3 posts tagged “vitess”
2025
Announcing PlanetScale for Postgres. PlanetScale formed in 2018 to build a commercial offering on top of the Vitess MySQL sharding open source project, which was originally released by YouTube in 2012. The PlanetScale founders were the co-creators and maintainers of Vitess.
Today PlanetScale are announcing a private preview of their new horizontally sharded PostgreSQL solution, due to "overwhelming" demand.
Notably, it doesn't use Vitess under the hood:
Vitess is one of PlanetScale’s greatest strengths [...] We have made explicit sharding accessible to hundreds of thousands of users and it is time to bring this power to Postgres. We will not however be using Vitess to do this.

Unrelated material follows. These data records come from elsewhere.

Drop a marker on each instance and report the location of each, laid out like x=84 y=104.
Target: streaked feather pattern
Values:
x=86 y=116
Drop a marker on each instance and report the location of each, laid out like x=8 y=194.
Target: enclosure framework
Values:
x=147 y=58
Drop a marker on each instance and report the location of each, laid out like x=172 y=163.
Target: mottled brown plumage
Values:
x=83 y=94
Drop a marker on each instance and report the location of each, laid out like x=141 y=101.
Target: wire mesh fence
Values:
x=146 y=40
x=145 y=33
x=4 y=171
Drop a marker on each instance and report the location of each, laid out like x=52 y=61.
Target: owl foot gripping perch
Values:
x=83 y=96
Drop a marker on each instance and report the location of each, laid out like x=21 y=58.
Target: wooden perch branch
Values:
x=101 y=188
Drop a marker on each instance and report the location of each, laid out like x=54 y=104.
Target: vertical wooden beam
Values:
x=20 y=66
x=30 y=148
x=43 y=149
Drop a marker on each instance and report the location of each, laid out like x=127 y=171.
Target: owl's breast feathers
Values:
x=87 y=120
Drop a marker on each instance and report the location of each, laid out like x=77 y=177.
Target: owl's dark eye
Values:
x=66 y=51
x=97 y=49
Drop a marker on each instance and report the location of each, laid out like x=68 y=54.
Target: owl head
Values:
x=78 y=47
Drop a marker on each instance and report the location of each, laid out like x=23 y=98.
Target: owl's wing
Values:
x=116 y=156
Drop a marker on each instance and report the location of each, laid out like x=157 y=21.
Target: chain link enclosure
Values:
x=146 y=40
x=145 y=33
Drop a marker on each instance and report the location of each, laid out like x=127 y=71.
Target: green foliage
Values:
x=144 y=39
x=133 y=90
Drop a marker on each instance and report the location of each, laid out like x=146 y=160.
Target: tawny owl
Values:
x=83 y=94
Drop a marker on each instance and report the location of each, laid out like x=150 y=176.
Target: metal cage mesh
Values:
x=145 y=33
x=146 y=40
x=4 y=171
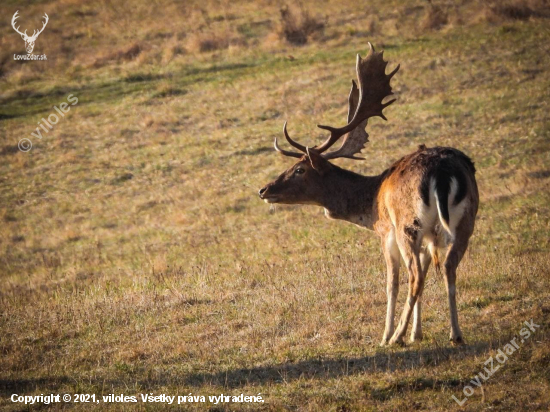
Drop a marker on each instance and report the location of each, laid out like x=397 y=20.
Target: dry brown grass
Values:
x=297 y=26
x=497 y=11
x=435 y=18
x=136 y=257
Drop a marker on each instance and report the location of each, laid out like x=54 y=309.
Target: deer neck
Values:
x=351 y=197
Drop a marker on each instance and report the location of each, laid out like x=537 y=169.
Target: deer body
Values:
x=424 y=203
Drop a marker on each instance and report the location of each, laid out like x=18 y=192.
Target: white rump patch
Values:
x=428 y=214
x=455 y=211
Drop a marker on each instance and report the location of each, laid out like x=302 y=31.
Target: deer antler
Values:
x=35 y=35
x=365 y=101
x=13 y=19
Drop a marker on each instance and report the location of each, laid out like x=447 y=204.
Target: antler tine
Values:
x=13 y=21
x=366 y=102
x=285 y=152
x=292 y=142
x=43 y=26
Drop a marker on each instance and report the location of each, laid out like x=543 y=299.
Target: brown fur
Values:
x=400 y=205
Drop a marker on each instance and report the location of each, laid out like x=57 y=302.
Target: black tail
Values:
x=442 y=189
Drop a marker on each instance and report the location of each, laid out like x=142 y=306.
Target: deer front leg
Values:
x=391 y=254
x=416 y=332
x=416 y=284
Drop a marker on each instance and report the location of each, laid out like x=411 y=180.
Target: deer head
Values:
x=29 y=40
x=304 y=183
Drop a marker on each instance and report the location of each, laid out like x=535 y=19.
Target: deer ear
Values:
x=318 y=162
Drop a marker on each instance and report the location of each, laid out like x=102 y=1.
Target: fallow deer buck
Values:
x=423 y=203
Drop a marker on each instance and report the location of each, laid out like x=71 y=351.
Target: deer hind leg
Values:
x=456 y=251
x=409 y=246
x=392 y=257
x=416 y=332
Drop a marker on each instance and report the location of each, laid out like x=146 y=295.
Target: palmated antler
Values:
x=365 y=101
x=35 y=32
x=13 y=21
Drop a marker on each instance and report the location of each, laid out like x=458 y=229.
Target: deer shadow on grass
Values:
x=384 y=361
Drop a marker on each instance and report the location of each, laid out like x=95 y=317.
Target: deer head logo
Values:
x=29 y=40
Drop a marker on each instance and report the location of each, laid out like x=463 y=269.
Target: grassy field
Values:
x=136 y=257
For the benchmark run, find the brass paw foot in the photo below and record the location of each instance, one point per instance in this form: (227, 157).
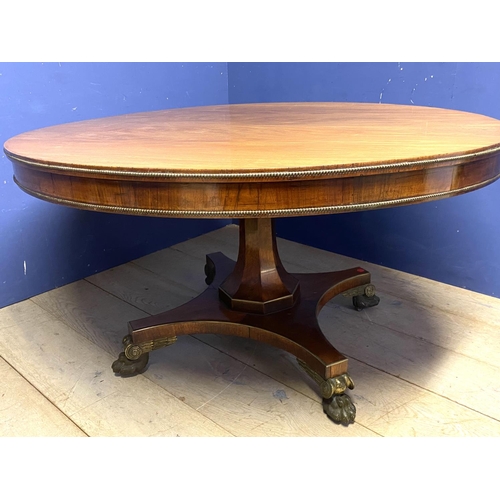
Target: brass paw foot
(337, 405)
(127, 367)
(340, 409)
(136, 356)
(363, 297)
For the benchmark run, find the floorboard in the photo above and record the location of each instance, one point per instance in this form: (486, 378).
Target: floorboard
(426, 361)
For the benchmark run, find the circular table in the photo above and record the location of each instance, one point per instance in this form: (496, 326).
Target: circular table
(257, 162)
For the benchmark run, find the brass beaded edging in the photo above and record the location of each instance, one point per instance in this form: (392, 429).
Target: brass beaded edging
(251, 175)
(251, 213)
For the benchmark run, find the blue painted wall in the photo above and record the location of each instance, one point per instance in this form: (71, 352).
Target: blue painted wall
(43, 246)
(456, 240)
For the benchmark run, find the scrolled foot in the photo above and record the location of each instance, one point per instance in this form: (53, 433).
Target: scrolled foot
(127, 367)
(366, 299)
(340, 409)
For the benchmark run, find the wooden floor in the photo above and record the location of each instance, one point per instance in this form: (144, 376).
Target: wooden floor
(426, 361)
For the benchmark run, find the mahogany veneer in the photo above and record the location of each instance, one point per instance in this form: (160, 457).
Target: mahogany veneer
(257, 162)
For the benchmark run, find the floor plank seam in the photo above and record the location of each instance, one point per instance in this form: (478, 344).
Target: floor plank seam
(427, 390)
(44, 396)
(164, 278)
(414, 337)
(139, 375)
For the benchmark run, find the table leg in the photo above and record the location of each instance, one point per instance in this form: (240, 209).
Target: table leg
(256, 298)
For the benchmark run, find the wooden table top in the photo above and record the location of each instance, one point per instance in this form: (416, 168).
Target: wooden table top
(270, 159)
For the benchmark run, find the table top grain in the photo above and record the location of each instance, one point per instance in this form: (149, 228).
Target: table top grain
(260, 138)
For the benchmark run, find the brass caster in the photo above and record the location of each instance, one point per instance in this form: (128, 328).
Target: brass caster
(337, 405)
(127, 367)
(340, 409)
(365, 298)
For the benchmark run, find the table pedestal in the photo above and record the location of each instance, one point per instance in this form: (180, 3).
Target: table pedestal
(257, 298)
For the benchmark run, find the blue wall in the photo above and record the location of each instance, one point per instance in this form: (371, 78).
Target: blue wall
(456, 240)
(43, 246)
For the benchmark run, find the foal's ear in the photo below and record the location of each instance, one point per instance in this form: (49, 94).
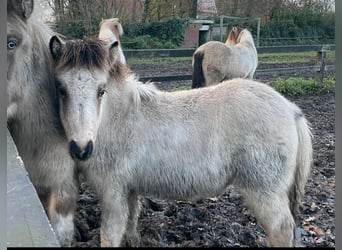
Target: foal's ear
(23, 8)
(56, 47)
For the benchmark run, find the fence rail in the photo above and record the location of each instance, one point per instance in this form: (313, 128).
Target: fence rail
(319, 68)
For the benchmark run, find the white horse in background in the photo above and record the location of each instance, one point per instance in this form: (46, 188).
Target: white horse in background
(110, 31)
(214, 61)
(32, 116)
(132, 139)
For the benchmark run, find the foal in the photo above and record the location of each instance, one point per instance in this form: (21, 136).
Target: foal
(131, 139)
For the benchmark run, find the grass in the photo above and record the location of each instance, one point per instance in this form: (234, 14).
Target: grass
(295, 86)
(264, 58)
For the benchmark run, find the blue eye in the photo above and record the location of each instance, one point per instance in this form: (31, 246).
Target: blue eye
(11, 45)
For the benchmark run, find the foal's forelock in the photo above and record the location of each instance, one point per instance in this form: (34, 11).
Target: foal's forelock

Vitess’ achievements are enabled by leveraging MySQL’s strengths and engineering around its weaknesses. To achieve Vitess’ power for Postgres we are architecting from first principles.
Meanwhile, on June 10th Supabase announced that they had hired Vitess co-creator Sugu Sougoumarane to help them build "Multigres: Vitess for Postgres". Sugu said:
For some time, I've been considering a Vitess adaptation for Postgres, and this feeling had been gradually intensifying. The recent explosion in the popularity of Postgres has fueled this into a full-blown obsession. [...]
The project to address this problem must begin now, and I'm convinced that Vitess provides the most promising foundation.
I remember when MySQL was an order of magnitude more popular than PostgreSQL, and Heroku's decision to only offer PostgreSQL back in 2007 was a surprising move. The vibes have certainly shifted.
2020
Scaling Datastores at Slack with Vitess (via) Slack spent three years migrating 99% of their MySQL query load to run against Vitess, the open source MySQL sharding system originally built by YouTube. “Today, we serve 2.3 million QPS at peak. 2M of those queries are reads and 300K are writes. Our median query latency is 2 ms, and our p99 query latency is 11 ms.”
2019
Vitess (via) I remember looking at Vitess when it was first released by YouTube in 2012. The idea of a proven horizontally scalable sharding mechanism for MySQL was exciting, but I was put off by the need for a custom Go or Java client library. Apparently that changed with Vitess 2.1 in April 2017, the first version to introduce a MySQL protocol compatible proxy which can be connected to by existing code written in any language. Vitess 3.0 came out last December so now the MySQL proxy layer is much more stable. Vitess is used in production by a bunch of other companies now (including Slack and Square) so it’s definitely worth a closer look.